An incredibly fun night was held at Strathallan this week with the first ever ACG senior maths competition taking place for ACG Auckland schools. ACG Sunderland, Parnell and Strathallan all took part and students’ brains were pushed to their limits with very challenging mathematical problems to solve as a team and individually. The thrilling night ended with the two Strathallan teams gaining victory ( Serena Jou, Cindy Lee, Jordan Shore, George Liu, Liam Nelson, Rawiri Mahue, Joshua Sinclair and Astrid Lewis). Many thanks to all participants and the ACG Strathallan Maths faculty for organising such an academically stimulating event which all participants enjoyed.
IGCSE Physics students have learned to measure the density of a person, finding their volume through water displacement
The computer club has a great sense of a small community who come together every Wednesday afternoon from 3:20-4:20pm. Mr Reid, the teacher that runs this creates challenging tasks that encourage the club to learn and experiment with different types of tasks. These include using Python, VB and Linux.
This club is perfect for students with an interest in computers or programming to hang out and share ideas with others. There is opportunity to group work and individual work, generally it is self-directed but help is always available when needed.
“It’s good to start easy and progress onto harder code, a great way to make new friends” – Denis Morsin, Year 9
“It’s a nice place for people to socialise and meet others who are interested in computers” – Mr Reid, head of computer club
The Model United Nations (MUN) Committee aims to promote MUN at Strathallan by running the annual MUN Conference as well as encouraging students to participate in external MUN Conferences organised by the UN Youth New Zealand organisation.
Basically, Model United Nations is an academic simulation of the real United Nations and it provides a great opportunity for you to engage with others who are passionate about world issues. However, you don’t need to be an expert to attend a conference as you will learn and pick up things along the way. If you are interested in organising the annual Strathallan conference or attending a conference school you can contact the teacher in charge, Mr Scott.

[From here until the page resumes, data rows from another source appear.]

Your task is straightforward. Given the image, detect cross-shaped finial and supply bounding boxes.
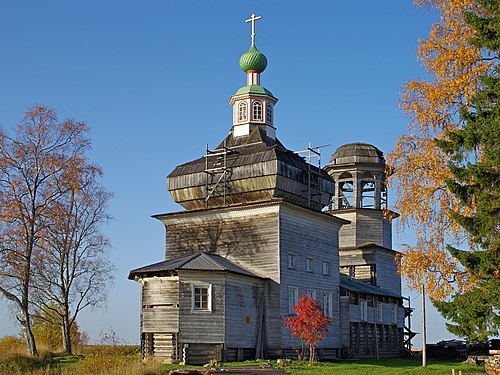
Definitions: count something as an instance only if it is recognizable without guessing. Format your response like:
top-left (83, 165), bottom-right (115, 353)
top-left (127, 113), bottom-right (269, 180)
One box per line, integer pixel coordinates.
top-left (245, 13), bottom-right (262, 45)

Kim Fowler is a passionate year 13 student who is currently studying A level Physics and Chemistry along with AS Art (Painting) and Biology. The Chemistry Olympiad is an international competition where students represent their countries in a Chemistry competition. Every year, New Zealand selects four lucky people to make up a New Zealand team, Kim was chosen to be one of two reserves for this year. Kim explains how she got there:
“In October last year, I sat a test and 120 students were selected to go into a training group. We studied a range of topics and sat another test in March where 30 students were selected for a competition which took place at St Cuthberts and the University of Auckland. It was really intense, starting at 8 o’clock in the morning and finishing late in the night with evening problem questions. We attended lectures and went to labs and covered about a semester of first year university Chemistry in a week! It was really challenging but I enjoyed the opportunity to meet many new people and hopefully all of this will aid me in my future studies beyond school.”
We wish Kim all the best for the next stage and look forward to hearing how she gets on.
Year 8 Maths students are having fun in Maths this week playing ‘guess my number’ using divisibility rules and number properties while Chloe Ross presents her project on special numbers.